Frank Dukes – ‘Wizardry’
Toronto’s very own Frank Dukes (né Adam Feeney) is one of the smartest producers working right now. Capitalizing on a contemporary obsession with vintage samples, Dukes records instrumental tape loops with vintage instruments, synths, amps and microphones and sells them digitally to people like Drake, Future and, well, Drake and Future. (That soft piano line in Kanye West’s ‘Real Friends’? That’s Dukes’s.)
‘Wizardry’ comes from The Kingsway Music Library, the bank of “samples” Dukes licenses for a modest price, and has caught the attention of Rihanna, Jeremih and many, many more.
Finding information about French producer Nollores is difficult (hence this wonderful photo illustration). There is no information on his Bandcamp, his SoundCloud page has been deleted and his Twitter hasn’t been updated since February 2015.

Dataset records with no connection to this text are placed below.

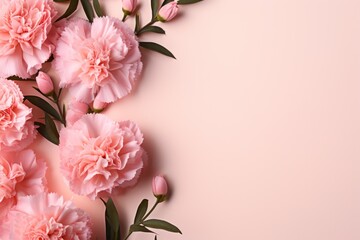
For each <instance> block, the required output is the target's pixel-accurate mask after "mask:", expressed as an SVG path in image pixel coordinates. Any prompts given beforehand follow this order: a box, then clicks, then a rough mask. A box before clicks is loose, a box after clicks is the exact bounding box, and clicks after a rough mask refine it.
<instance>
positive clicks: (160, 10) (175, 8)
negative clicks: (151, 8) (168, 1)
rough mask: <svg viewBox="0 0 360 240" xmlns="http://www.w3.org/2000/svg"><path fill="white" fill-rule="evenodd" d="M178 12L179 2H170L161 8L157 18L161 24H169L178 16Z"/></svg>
mask: <svg viewBox="0 0 360 240" xmlns="http://www.w3.org/2000/svg"><path fill="white" fill-rule="evenodd" d="M178 10H179V7H178V4H177V1H173V2H170V3H168V4H166V5H164V6H163V7H162V8H160V10H159V13H158V16H157V18H158V19H159V21H161V22H168V21H170V20H171V19H173V18H174V17H175V16H176V15H177V12H178Z"/></svg>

But Chloe Grace Moretz is a fan and so is PartyNextDoor’s main man Neenyo, who flipped his 2014 track ‘By My Eyes’ into one of the most tranquil stripper odes ever made. If this track is any indication, then Drake’s in-development gentlemen’s club, The Ballet in Houston, should live up to his classier-than-a-booty-bar promise.
‘Ironside’ was the theme music for the police drama of the same name popular in the late ’60s and early ’70s, but you might also know the Quincy Jones tune because RZA included it in both Kill Bill movies. While Jones’s original has been flipped nearly a hundred times — 92, according to WhoSampled — it’s 808 Mafia who have turned its piercing siren into one of their calling cards, particularly with Young Thug’s ‘Danny Glover’ and, more obviously, Future’s ‘Fuck Up Some Commas’.

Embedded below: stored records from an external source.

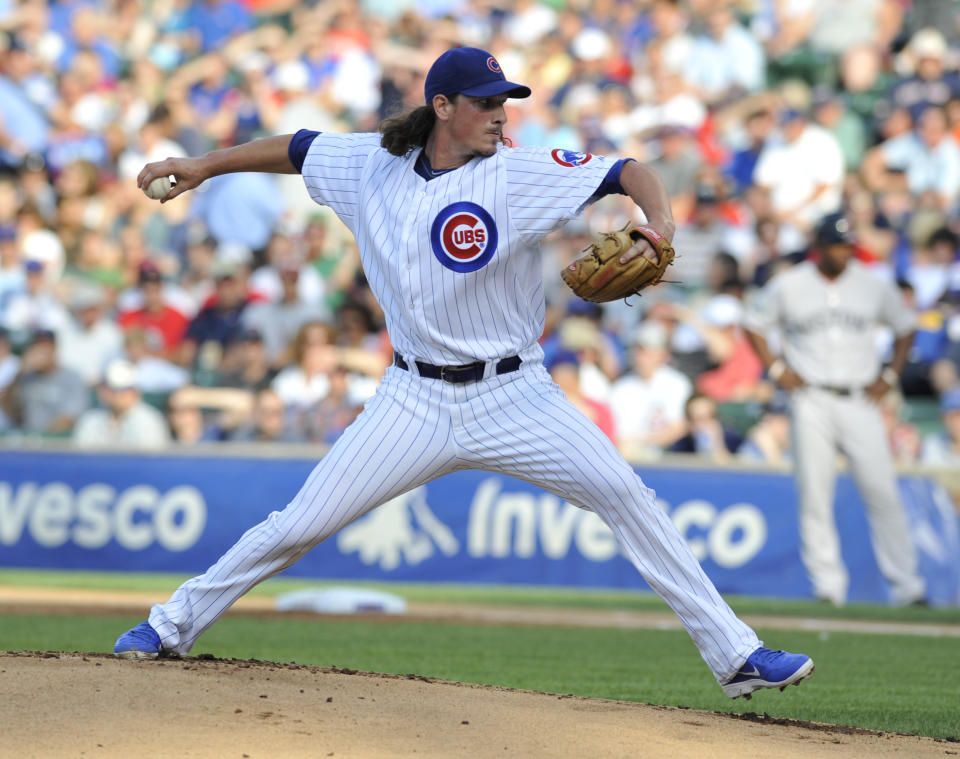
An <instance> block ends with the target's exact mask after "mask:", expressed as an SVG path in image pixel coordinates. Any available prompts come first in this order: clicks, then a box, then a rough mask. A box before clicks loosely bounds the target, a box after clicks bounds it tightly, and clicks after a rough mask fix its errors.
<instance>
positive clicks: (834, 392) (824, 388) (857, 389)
mask: <svg viewBox="0 0 960 759" xmlns="http://www.w3.org/2000/svg"><path fill="white" fill-rule="evenodd" d="M811 387H814V388H816V389H817V390H823V391H825V392H827V393H832V394H833V395H840V396H843V397H844V398H847V397H849V396H851V395H856V394H857V393H859V392H860V388H858V387H839V386H837V385H811Z"/></svg>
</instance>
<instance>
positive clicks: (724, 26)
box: [683, 3, 766, 105]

‘I’m the Plug’ utilizes the siren in a way that makes it come off more like a preset sound effect than a sample of the Tarantino fight scene element that acted as Southside’s inspiration. It’s also one of three (!) cuts Future guested on in 2015, the third being Waka Flocka Flame’s ‘Rotation’. It adds just another layer of self-reference to the album.

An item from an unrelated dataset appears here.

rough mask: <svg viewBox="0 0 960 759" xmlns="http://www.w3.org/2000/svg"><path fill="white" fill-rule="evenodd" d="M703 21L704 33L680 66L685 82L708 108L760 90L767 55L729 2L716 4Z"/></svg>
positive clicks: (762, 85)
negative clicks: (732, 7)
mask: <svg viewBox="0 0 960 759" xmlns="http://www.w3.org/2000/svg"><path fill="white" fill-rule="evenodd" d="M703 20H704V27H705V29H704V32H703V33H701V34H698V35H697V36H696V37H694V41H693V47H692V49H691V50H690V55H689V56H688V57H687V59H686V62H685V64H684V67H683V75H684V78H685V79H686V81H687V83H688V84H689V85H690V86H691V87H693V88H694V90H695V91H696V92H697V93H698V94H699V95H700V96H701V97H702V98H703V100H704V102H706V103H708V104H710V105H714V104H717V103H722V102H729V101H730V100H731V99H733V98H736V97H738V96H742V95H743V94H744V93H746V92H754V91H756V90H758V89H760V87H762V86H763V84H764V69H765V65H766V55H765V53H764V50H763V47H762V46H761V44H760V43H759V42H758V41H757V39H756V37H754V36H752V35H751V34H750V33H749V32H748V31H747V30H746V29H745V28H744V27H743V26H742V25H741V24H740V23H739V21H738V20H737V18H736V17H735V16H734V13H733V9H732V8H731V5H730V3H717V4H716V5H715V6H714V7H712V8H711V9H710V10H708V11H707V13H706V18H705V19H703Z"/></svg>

Uncle Murda featuring Future – ‘Right Now’
Metro Boomin takes Uncle Murda’s big 2015 hit and turns it into the most memorable track on What a Time to Be Alive. It is, again, another piece of the mixtape that was heaved on from somewhere else. But, if anything, the litany of recycling on this project only helps to bolster the narrative that the whole thing was made by the pair seemingly out of nowhere.
On Drake’s ‘5AM in Toronto’, he raps: “Bitches lovin’ my drive / I never give them a break / Give these guys the look, the verse and even the hook / And that’s why every song sounds like Drake featuring Drake”. The What a Time to Be Alive closer features him on his own, rapping over a beat from his mixtape Comeback Season 2. It was pre-So Far Gone, and a piece of his catalogue that even some of the biggest fans of Drake The Pop Star don’t even know. One thing Drake loves to do is outline exactly how he’s come into fame, and this is one of his most subtle instances of doing so.